The people who collect our recycling had a surprise last week: alongside the usual pile of paper and the mountain of cardboard and plastic wrapping, there was just one empty wine bottle. No, we hadn’t been away on holiday nor had we given up alcohol for Lent, it’s simply that my wife and I both had colds. Now I know that’s nothing compared to a relative and some of our good friends who are suffering much more serious health problems – all good wishes to them for a speedy recovery – but, while the colds were at their height, we found we really didn’t want to eat or drink much at all and then, as the worst part came to an end, blocked noses took over.

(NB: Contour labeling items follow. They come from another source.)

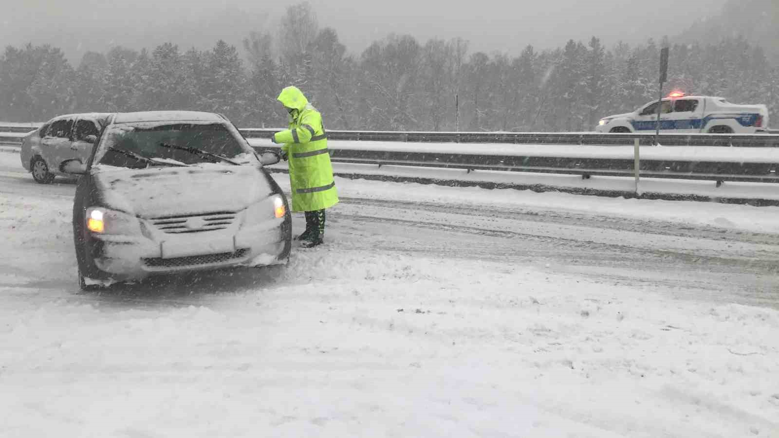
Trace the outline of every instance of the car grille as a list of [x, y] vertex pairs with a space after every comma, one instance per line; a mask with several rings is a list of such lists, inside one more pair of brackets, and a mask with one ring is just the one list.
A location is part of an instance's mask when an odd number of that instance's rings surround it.
[[165, 216], [151, 219], [152, 224], [167, 234], [199, 233], [224, 230], [235, 221], [234, 211], [216, 211], [202, 214]]
[[238, 249], [234, 253], [217, 253], [216, 254], [204, 254], [203, 256], [188, 256], [186, 257], [172, 257], [163, 259], [160, 257], [144, 258], [143, 263], [151, 267], [182, 267], [199, 265], [222, 263], [241, 259], [246, 256], [249, 249]]

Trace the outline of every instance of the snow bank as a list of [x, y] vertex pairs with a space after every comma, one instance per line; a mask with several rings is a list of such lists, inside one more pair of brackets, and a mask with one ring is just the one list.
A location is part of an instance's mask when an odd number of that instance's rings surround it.
[[779, 433], [776, 311], [347, 246], [172, 306], [3, 307], [0, 435]]
[[[40, 189], [30, 184], [28, 193]], [[590, 210], [605, 220], [776, 213], [337, 184], [344, 197]], [[0, 251], [14, 255], [0, 259], [2, 436], [779, 434], [779, 311], [438, 258], [413, 235], [338, 215], [326, 245], [294, 249], [286, 267], [79, 294], [72, 194], [44, 189], [0, 190]]]
[[[280, 168], [282, 166], [276, 166]], [[372, 168], [372, 171], [366, 170]], [[508, 183], [506, 178], [495, 178], [487, 172], [471, 172], [432, 169], [429, 168], [400, 168], [397, 166], [362, 166], [359, 164], [333, 164], [337, 172], [344, 174], [371, 174], [422, 176], [426, 178], [461, 180], [496, 181]], [[492, 172], [502, 173], [502, 172]], [[506, 172], [502, 172], [506, 173]], [[455, 175], [456, 174], [456, 175]], [[632, 181], [626, 178], [593, 177], [582, 180], [578, 177], [520, 174], [510, 175], [515, 183], [548, 184], [559, 187], [580, 186], [610, 190], [630, 191]], [[548, 177], [548, 178], [545, 178]], [[622, 179], [622, 181], [620, 181]], [[277, 181], [289, 191], [289, 181], [284, 176], [277, 176]], [[688, 182], [689, 184], [685, 184]], [[708, 186], [707, 186], [708, 185]], [[721, 197], [760, 197], [779, 200], [779, 187], [774, 184], [727, 183], [722, 187], [701, 182], [673, 182], [667, 180], [642, 180], [644, 191], [702, 194]], [[605, 197], [574, 195], [554, 192], [536, 193], [532, 190], [514, 189], [485, 189], [479, 187], [446, 187], [415, 182], [388, 182], [363, 179], [336, 178], [339, 195], [355, 198], [396, 200], [404, 202], [432, 202], [463, 206], [481, 206], [485, 209], [521, 209], [522, 210], [570, 211], [612, 217], [629, 217], [643, 221], [665, 221], [678, 224], [707, 226], [723, 229], [742, 230], [754, 232], [779, 233], [779, 207], [753, 207], [749, 205], [703, 203], [697, 201], [668, 201], [659, 200], [626, 200], [622, 197]], [[762, 190], [758, 190], [762, 189]]]

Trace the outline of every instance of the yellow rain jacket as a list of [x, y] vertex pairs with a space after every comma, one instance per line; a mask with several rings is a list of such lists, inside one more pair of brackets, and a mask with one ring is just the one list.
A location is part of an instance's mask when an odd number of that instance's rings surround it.
[[289, 160], [292, 210], [315, 211], [338, 203], [333, 166], [322, 115], [295, 87], [281, 90], [278, 100], [298, 110], [290, 116], [290, 129], [273, 134]]

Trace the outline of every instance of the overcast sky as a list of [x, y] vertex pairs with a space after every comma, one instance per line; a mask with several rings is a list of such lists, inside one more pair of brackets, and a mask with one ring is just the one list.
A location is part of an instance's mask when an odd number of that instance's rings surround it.
[[[473, 50], [516, 54], [568, 39], [601, 37], [641, 42], [675, 35], [690, 22], [719, 10], [725, 0], [311, 0], [320, 26], [335, 28], [352, 53], [388, 34], [410, 34], [421, 41], [460, 37]], [[153, 48], [166, 41], [182, 50], [210, 47], [221, 38], [240, 45], [251, 30], [270, 30], [284, 8], [276, 0], [2, 0], [0, 44], [49, 43], [72, 60], [112, 44]]]

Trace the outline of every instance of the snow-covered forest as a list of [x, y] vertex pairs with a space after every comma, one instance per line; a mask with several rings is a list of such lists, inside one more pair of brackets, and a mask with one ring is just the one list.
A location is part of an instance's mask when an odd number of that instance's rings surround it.
[[[517, 41], [521, 44], [521, 41]], [[391, 35], [353, 55], [308, 3], [278, 30], [242, 47], [199, 51], [167, 43], [139, 51], [87, 52], [73, 66], [56, 44], [8, 47], [0, 57], [0, 120], [43, 121], [85, 111], [197, 109], [241, 127], [279, 126], [275, 101], [294, 84], [330, 129], [590, 130], [601, 117], [657, 95], [659, 51], [671, 48], [666, 90], [766, 104], [779, 117], [779, 65], [738, 36], [685, 44], [649, 40], [605, 47], [593, 37], [517, 57], [472, 52], [463, 39]]]

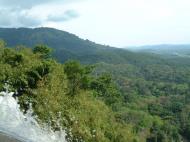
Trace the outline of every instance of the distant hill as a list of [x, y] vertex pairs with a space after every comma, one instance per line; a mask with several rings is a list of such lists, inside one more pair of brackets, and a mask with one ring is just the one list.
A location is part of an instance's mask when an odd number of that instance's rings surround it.
[[170, 57], [185, 57], [190, 58], [190, 44], [160, 44], [160, 45], [145, 45], [139, 47], [129, 47], [130, 51], [140, 53], [154, 53], [159, 55], [167, 55]]
[[53, 28], [0, 28], [0, 38], [10, 47], [16, 45], [34, 47], [36, 44], [46, 44], [54, 49], [53, 55], [60, 62], [68, 59], [77, 59], [82, 63], [111, 64], [158, 61], [156, 57], [147, 54], [96, 44]]

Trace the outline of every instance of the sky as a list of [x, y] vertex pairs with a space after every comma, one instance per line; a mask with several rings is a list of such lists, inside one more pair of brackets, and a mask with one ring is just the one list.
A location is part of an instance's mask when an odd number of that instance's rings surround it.
[[190, 0], [0, 0], [0, 27], [53, 27], [115, 47], [190, 43]]

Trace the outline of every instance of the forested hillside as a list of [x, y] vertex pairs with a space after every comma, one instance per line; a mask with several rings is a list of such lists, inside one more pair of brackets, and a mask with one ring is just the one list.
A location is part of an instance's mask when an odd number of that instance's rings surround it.
[[[189, 58], [133, 53], [54, 29], [0, 31], [8, 42], [0, 45], [1, 88], [8, 81], [24, 109], [32, 102], [39, 121], [57, 119], [61, 112], [71, 141], [190, 141]], [[23, 36], [10, 36], [11, 31]], [[13, 47], [19, 44], [31, 48]], [[52, 47], [53, 56], [37, 44]]]

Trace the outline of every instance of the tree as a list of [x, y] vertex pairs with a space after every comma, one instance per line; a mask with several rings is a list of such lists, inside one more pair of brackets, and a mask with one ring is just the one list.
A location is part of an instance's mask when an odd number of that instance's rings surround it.
[[0, 39], [0, 48], [4, 48], [6, 46], [6, 42]]
[[87, 89], [89, 87], [90, 77], [94, 66], [82, 66], [77, 61], [68, 61], [65, 63], [64, 71], [69, 80], [69, 94], [76, 95], [79, 88]]

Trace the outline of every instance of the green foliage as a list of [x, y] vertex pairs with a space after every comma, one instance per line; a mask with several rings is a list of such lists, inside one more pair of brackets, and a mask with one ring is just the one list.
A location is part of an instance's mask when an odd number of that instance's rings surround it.
[[36, 45], [33, 49], [34, 54], [40, 54], [42, 58], [50, 57], [52, 49], [46, 45]]
[[0, 39], [0, 49], [4, 48], [6, 46], [6, 42], [2, 39]]
[[87, 89], [90, 82], [89, 74], [93, 66], [82, 66], [77, 61], [68, 61], [64, 65], [64, 71], [69, 80], [69, 94], [74, 96], [79, 89]]
[[[71, 141], [189, 141], [189, 58], [132, 53], [49, 29], [5, 29], [0, 37], [0, 88], [9, 82], [22, 109], [33, 104], [39, 122], [59, 129], [61, 112]], [[19, 37], [19, 39], [18, 39]], [[49, 59], [50, 50], [60, 62]], [[104, 74], [106, 72], [106, 74]]]

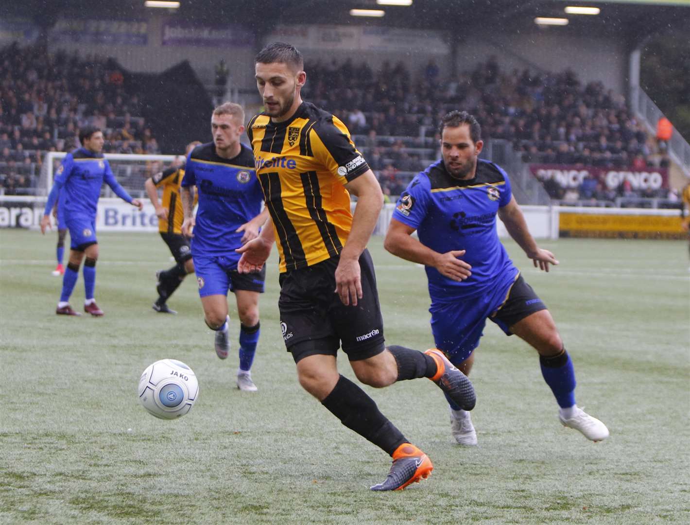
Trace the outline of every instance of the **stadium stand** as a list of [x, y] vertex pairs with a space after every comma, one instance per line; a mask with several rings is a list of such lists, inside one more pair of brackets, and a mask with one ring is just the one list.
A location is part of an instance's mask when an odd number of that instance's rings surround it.
[[[526, 164], [637, 170], [669, 166], [663, 141], [635, 120], [624, 97], [601, 82], [582, 86], [571, 70], [506, 72], [495, 58], [445, 81], [433, 61], [417, 75], [402, 63], [384, 62], [375, 72], [349, 59], [307, 64], [306, 69], [305, 99], [346, 122], [387, 195], [399, 195], [439, 158], [436, 124], [457, 108], [477, 116], [485, 140], [509, 142]], [[171, 143], [179, 140], [173, 138], [179, 126], [186, 126], [195, 111], [208, 112], [210, 104], [201, 102], [206, 106], [199, 110], [194, 101], [204, 97], [185, 99], [188, 86], [181, 90], [181, 80], [194, 77], [186, 63], [159, 75], [132, 75], [111, 59], [50, 55], [37, 45], [13, 44], [0, 50], [0, 75], [5, 79], [0, 84], [0, 191], [5, 195], [40, 192], [43, 153], [76, 147], [80, 126], [103, 130], [106, 152], [160, 152], [153, 129], [168, 139], [166, 150], [175, 151], [177, 145]], [[164, 89], [165, 99], [151, 96]], [[146, 108], [150, 118], [144, 116]], [[139, 187], [153, 167], [148, 168], [116, 175], [126, 187]], [[673, 190], [634, 189], [626, 180], [615, 188], [591, 177], [570, 189], [553, 179], [542, 181], [552, 201], [562, 204], [672, 207], [678, 201]]]
[[[77, 147], [81, 126], [103, 130], [105, 153], [160, 153], [157, 137], [169, 138], [166, 132], [188, 119], [176, 103], [179, 79], [193, 81], [194, 75], [184, 63], [160, 75], [132, 75], [112, 59], [12, 44], [0, 50], [0, 192], [12, 195], [43, 192], [38, 186], [45, 153]], [[165, 99], [155, 97], [161, 90]], [[204, 96], [190, 101], [188, 110], [204, 103], [208, 112]], [[184, 148], [174, 139], [166, 146]], [[126, 187], [140, 188], [157, 167], [150, 164], [115, 175]]]
[[[477, 116], [485, 140], [510, 141], [526, 163], [635, 169], [669, 166], [663, 149], [631, 115], [624, 97], [601, 82], [583, 86], [571, 70], [506, 73], [491, 59], [440, 83], [441, 73], [433, 63], [416, 78], [402, 63], [384, 63], [376, 73], [350, 61], [316, 63], [307, 69], [312, 86], [306, 97], [348, 125], [382, 186], [393, 195], [438, 158], [436, 123], [458, 107]], [[357, 79], [359, 87], [352, 87], [351, 78]], [[633, 190], [629, 182], [611, 190], [591, 179], [583, 181], [574, 195], [553, 181], [545, 189], [562, 204], [613, 205], [618, 199], [622, 206], [651, 206], [656, 203], [650, 199], [677, 197], [665, 189]]]

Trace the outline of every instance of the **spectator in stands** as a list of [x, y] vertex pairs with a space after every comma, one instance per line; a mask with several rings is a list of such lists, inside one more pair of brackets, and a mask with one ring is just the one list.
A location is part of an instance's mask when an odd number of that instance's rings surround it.
[[348, 123], [351, 133], [363, 133], [366, 130], [366, 117], [359, 108], [355, 108], [350, 112], [348, 116]]
[[599, 182], [592, 175], [588, 175], [580, 185], [580, 195], [581, 199], [591, 199], [597, 190]]

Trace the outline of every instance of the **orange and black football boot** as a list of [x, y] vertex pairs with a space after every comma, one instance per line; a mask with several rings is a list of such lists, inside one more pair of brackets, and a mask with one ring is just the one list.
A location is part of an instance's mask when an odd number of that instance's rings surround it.
[[477, 395], [467, 376], [453, 366], [440, 350], [431, 348], [424, 353], [431, 356], [438, 368], [433, 377], [429, 379], [463, 410], [474, 408]]
[[382, 483], [372, 491], [402, 491], [411, 483], [419, 483], [431, 475], [433, 465], [428, 456], [411, 443], [403, 443], [393, 453], [393, 465]]

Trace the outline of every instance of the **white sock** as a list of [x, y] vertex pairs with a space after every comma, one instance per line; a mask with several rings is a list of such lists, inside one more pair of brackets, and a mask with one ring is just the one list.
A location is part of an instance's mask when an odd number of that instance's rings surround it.
[[577, 408], [577, 405], [573, 405], [569, 408], [560, 408], [558, 411], [564, 419], [569, 419], [575, 415]]
[[451, 408], [451, 410], [453, 412], [453, 415], [455, 416], [455, 418], [458, 419], [464, 419], [466, 417], [469, 417], [470, 415], [469, 412], [468, 412], [467, 410], [464, 410], [462, 408], [460, 408], [459, 410], [453, 410], [453, 408]]

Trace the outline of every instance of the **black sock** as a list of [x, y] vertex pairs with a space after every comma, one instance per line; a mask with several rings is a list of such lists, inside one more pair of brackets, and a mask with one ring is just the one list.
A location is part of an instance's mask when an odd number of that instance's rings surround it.
[[187, 275], [187, 270], [181, 264], [176, 264], [172, 268], [161, 272], [159, 279], [161, 281], [161, 296], [156, 299], [156, 304], [160, 306], [164, 304], [166, 301], [172, 295], [172, 293], [177, 289], [182, 279]]
[[187, 270], [184, 269], [184, 266], [181, 264], [176, 264], [172, 268], [168, 268], [160, 273], [161, 281], [179, 281], [184, 279], [184, 276], [187, 275]]
[[392, 456], [403, 443], [408, 443], [395, 426], [379, 410], [376, 403], [346, 377], [338, 382], [321, 402], [348, 428], [354, 430]]
[[397, 345], [388, 346], [388, 349], [397, 364], [397, 381], [435, 375], [438, 367], [431, 355]]

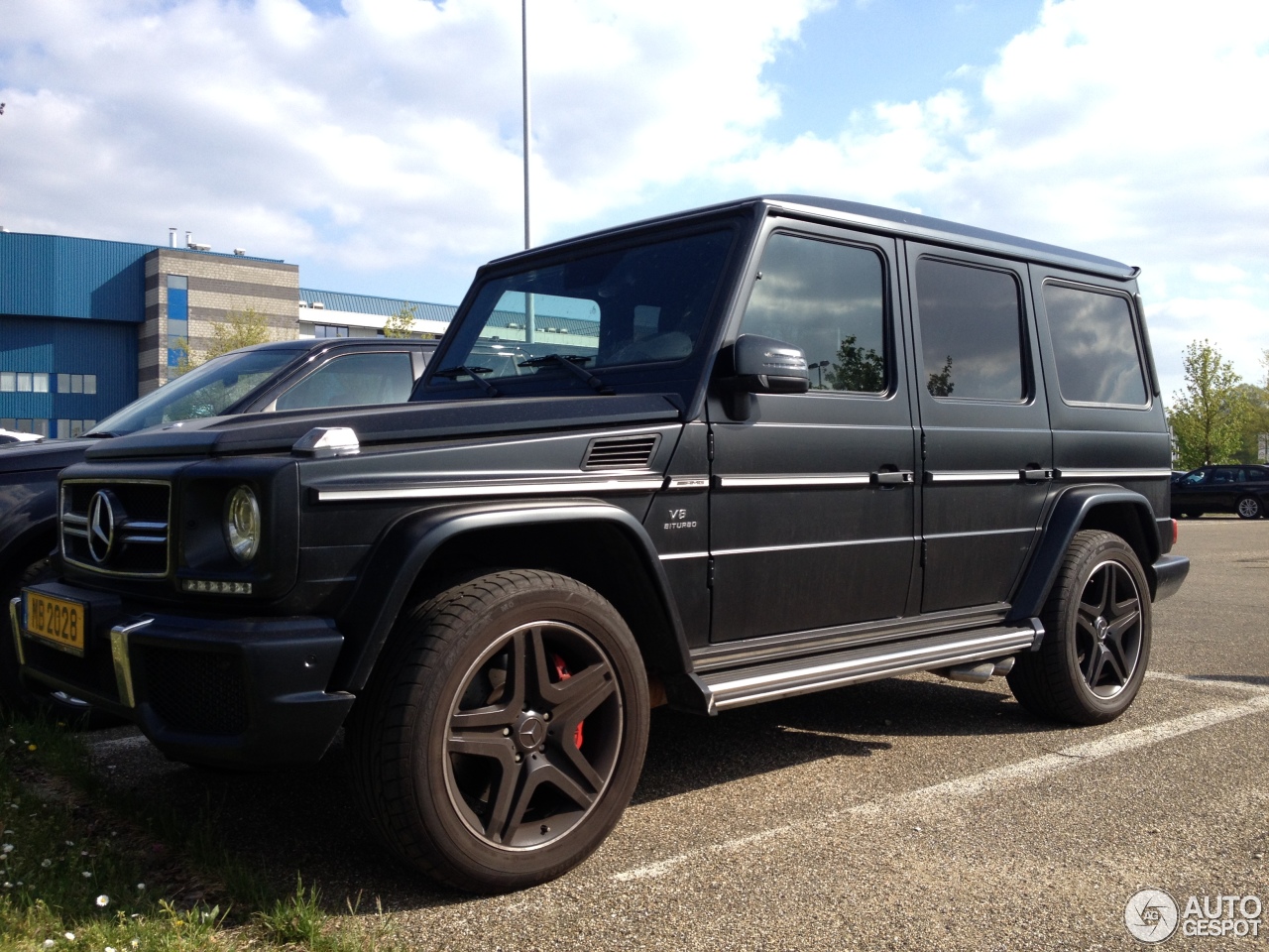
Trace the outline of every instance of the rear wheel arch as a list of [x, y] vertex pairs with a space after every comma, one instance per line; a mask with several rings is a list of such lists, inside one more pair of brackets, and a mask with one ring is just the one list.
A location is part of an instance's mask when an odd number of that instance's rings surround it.
[[1150, 501], [1140, 493], [1113, 484], [1072, 486], [1058, 496], [1049, 512], [1036, 555], [1013, 599], [1011, 621], [1041, 613], [1075, 533], [1085, 529], [1110, 532], [1132, 548], [1154, 599], [1157, 579], [1152, 566], [1161, 555], [1161, 546]]

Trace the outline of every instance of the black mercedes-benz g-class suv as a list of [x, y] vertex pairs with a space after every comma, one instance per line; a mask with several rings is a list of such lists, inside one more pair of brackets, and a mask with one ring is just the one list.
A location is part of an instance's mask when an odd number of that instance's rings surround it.
[[[57, 547], [57, 473], [90, 446], [148, 426], [202, 416], [405, 402], [435, 340], [319, 338], [255, 344], [212, 358], [110, 414], [82, 435], [5, 447], [0, 453], [0, 597], [48, 575]], [[63, 692], [32, 692], [18, 679], [11, 638], [0, 638], [0, 707], [81, 717]]]
[[930, 670], [1110, 720], [1189, 567], [1136, 274], [792, 195], [496, 260], [411, 404], [65, 471], [23, 677], [192, 763], [346, 726], [385, 847], [472, 890], [595, 849], [662, 701]]

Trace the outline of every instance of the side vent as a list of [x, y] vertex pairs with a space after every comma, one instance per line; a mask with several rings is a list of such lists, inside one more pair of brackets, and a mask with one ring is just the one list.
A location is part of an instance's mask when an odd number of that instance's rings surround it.
[[660, 433], [640, 433], [634, 437], [600, 437], [586, 447], [584, 470], [640, 470], [648, 465]]

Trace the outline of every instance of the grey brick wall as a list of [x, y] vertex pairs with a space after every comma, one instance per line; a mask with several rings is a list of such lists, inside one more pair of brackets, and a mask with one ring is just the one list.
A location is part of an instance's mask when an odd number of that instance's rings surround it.
[[275, 340], [298, 336], [299, 265], [160, 248], [146, 255], [146, 320], [138, 329], [137, 383], [148, 393], [169, 380], [168, 275], [188, 278], [189, 349], [201, 359], [212, 327], [233, 311], [264, 316]]

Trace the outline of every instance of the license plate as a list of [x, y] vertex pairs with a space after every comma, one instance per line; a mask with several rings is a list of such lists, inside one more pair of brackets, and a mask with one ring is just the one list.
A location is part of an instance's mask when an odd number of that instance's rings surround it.
[[88, 627], [88, 605], [49, 598], [30, 589], [23, 589], [28, 635], [48, 642], [62, 651], [84, 654], [84, 632]]

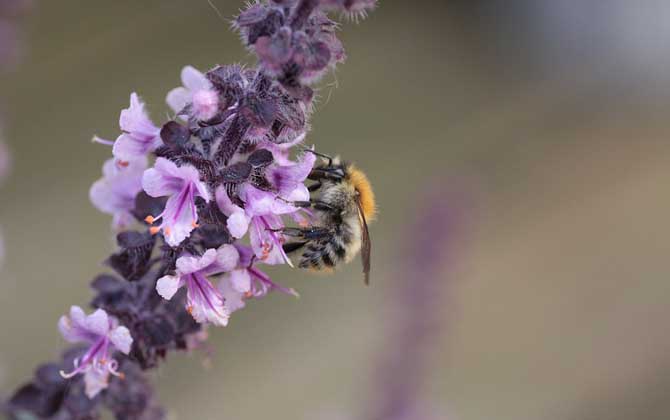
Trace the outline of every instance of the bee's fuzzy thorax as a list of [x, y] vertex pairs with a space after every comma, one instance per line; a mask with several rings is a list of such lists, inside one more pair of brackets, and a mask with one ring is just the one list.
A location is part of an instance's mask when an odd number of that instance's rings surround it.
[[372, 191], [372, 185], [368, 177], [353, 165], [347, 168], [349, 182], [354, 186], [361, 200], [361, 209], [365, 219], [369, 222], [377, 216], [377, 204], [375, 202], [375, 193]]

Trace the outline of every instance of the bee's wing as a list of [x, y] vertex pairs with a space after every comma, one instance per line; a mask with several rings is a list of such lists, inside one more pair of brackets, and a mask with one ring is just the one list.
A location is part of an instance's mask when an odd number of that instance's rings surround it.
[[370, 242], [368, 222], [365, 220], [360, 200], [356, 200], [356, 205], [358, 206], [358, 217], [361, 222], [361, 258], [363, 260], [364, 281], [367, 286], [370, 285], [370, 252], [372, 251], [372, 243]]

So, why was that a problem? Well, as I regularly explain to classes, most of what we usually call ‘taste’ is actually done through the nose and so, if your nose is blocked, as it often is after a cold, your sense of taste is diminished. The technical explanation for this is that our brain senses what we call flavours and aromas in the olfactory bulb, which is mainly reached via the nostrils but, also, from a channel at the back of the mouth called the retronasal passage. If those avenues are cut off or restricted by the after-effects of a cold or by other medical conditions or treatments, we struggle to smell or taste anything. And, as most of us drink wine because we enjoy the taste and smell, then, if those pleasures are denied, its best to leave the bottles where they are until, hopefully, healthier times arrive.
But, we have missed our wine. As the marvellous Joni Mitchell’s song “Big Yellow Taxi” says, “you don’t know what you’ve got till it’s gone”. Exactly! Perhaps that’s why a traditional toast is “Good Health!”